Monday, March 27, 2023 - 4:00pm

Michael Robert

Virginia Tech


Bryn Mawr College

Park Science Building, Room 338

Refreshments will be served at 3:30 p.m. in the Math Lounge, Park Science Building, Room 361.

Mosquito-borne diseases endemic to areas with tropical climates have been spreading in temperate regions of the world with greater frequency in recent years. Numerous factors contribute to this spread, including urbanization; increases in global travel; and changes in temperature, precipitation, and humidity patterns due to climate change. Mathematical modeling is a useful tool to examine how these different influences impact transmission and spread of arboviruses and for projecting how potential future changes in these factors could affect arbovirus dynamics. Models have been employed for years to study disease dynamics, but diseases emerging in new regions present particular challenges. Here, we discuss models developed to study the introduction, emergence, and spread of dengue fever in Argentina.

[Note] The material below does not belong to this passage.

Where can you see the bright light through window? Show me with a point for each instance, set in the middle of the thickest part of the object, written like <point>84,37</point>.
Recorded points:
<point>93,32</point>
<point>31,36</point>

Dengue, caused by a virus transmitted by Aedes aegypti mosquitoes, first emerged in temperate Argentinian cities in 2009, and multiple outbreaks of increasing incidence have occurred since. With particular focus on the role of climate in dengue emergence, we present mathematical models designed to study meteorological influences on seasonal Aedes aegypti and dengue dynamics in temperate Argentinian cities, and we show how different seasonal patterns influence the risk of outbreaks. We also investigate potential influences of climate change on risk of dengue transmission in the future. We discuss the implications of our work on dengue and mosquito mitigation strategies, and we address some of the issues and areas for improvement in modeling emerging arboviruses.